Democratic office holders could probably survive a 5 or even 10 point Christie win without breaking a sweat. That outcome looked probable before Superstorm Sandy hit.  Now we have a whole new ball game.

Down ballot races rely on a minimal showing at the top of the ticket.  Garden State voting patterns have certainly become more Democratic.  It is unlikely that Christie can replicate Tom Kean’s 21 county wipeout.  But Buono will still have to run a flawless campaign to get the margin within single digits.

If it ends up a 20 point victory for Christie, then down ballot Democrats could fall like dominoes.  This is coming from a guy who said the legislative map locked in Democratic control of the legislature even before Alan Rosenthal cast the deciding vote.  But I – and every other observer of state politics – never really entertained the possibility that a Democratic gubernatorial candidate could be fighting just to reach 40% of the vote.

[By the way, if you want to know how New Jersey Democrats got to this point, Steve Kornacki wrote an insightful, if a little gushy about Dick Codey, history of the party’s last 15 years.]

Some Democratic leaders have been vocally supportive of Buono., while others have been tepid.  It’s the latter group that holds the power in Trenton.  There is an outside – but very real – possibility that the Democrats could lose control of one or both chambers of the legislature.  The real irony, though, is that the Democrats could retain control, but the South Jersey bloc could lose its power within the leadership if two or three of these legislators go down to defeat.

In the event of a Christie landslide, most of the vulnerable seats will be in South Jersey.  Not only in districts 1 and 2, but even Senate President Steve Sweeney’s seat in district 3.  His winning margin in 2011 was not overwhelming and Christie performed especially well in Gloucester County in 2009.

This means that George Norcross will direct all his resources to his own backyard.  Rather than help his party’s gubernatorial nominee, he will run a 7-district localized campaign that treats the legislature as the top of the ticket.

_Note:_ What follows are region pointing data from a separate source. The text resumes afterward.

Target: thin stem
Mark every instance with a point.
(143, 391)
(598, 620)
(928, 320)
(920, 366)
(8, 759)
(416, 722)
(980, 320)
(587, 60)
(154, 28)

This is why Barbara Buono has to run to lose.  Her political future depends on it.  So here is my completely unsolicited advice.

Candidates with a chance of winning have a tendency to pull their punches.  They are afraid of offending one group of voters or another – or of hurting future political opportunities if they do lose.

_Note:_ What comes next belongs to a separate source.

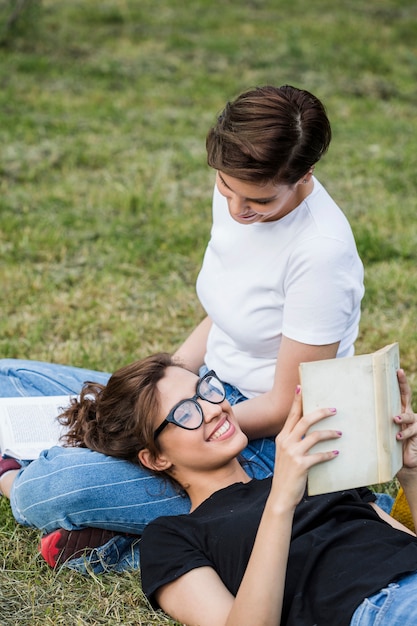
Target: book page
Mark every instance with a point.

This penchant towards timidity can water down a candidate’s message and brand.   In a race where voters are predisposed to go with the incumbent, this trait gets translated as a lack of leadership.

If Sen. Buono tries too hard to be seen as a viable candidate – particular in order to set herself up for a future run in 2017, for instance – she is likely to fail.  It’s not as if she’s a favorite of the party bosses now.  A 10 to 15 point loss is unlikely to improve her standing on that front.

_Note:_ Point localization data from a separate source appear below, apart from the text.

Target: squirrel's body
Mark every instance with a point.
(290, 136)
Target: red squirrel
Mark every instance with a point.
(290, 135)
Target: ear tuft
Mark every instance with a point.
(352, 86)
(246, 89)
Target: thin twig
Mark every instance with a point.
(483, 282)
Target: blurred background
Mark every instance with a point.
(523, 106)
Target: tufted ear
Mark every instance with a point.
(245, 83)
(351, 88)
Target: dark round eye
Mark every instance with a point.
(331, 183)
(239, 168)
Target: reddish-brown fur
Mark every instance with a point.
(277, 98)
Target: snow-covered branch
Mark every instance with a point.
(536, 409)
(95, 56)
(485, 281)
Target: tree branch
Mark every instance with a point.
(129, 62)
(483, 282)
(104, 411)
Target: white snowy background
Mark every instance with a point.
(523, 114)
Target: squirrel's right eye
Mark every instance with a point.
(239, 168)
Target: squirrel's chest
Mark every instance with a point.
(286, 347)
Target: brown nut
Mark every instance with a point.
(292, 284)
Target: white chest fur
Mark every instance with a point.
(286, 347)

The best way for Sen. Buono to make something of this quixotic effort is to treat it that way – to tilt at the political windmills.

So far the Buono for Governor campaign has not set the world on fire.   There have been some missteps with the press.  For example, there was a lack of press availability after Gov. Christie’s State of the State address and scheduling an official campaign kick-off on Saturday – the day before the Super Bowl no less.

That strategy may have worked in 1993, but this is a completely different media environment.  Weekday radio and TV coverage is more valuable as is the Internet news feed that most people will see at the office but not on the weekend.  The Saturday kickoff is an old-fashioned approach to the media, which also suggests a staid approach to the campaign in general.

So, Sen. Buono, let ‘er rip.  You’ve got nothing to lose – except the election of course.  But at least it will make the campaign more interesting for those of us who have to cover it.

[Disclaimer: All advice given with tongue firmly planted in cheek.]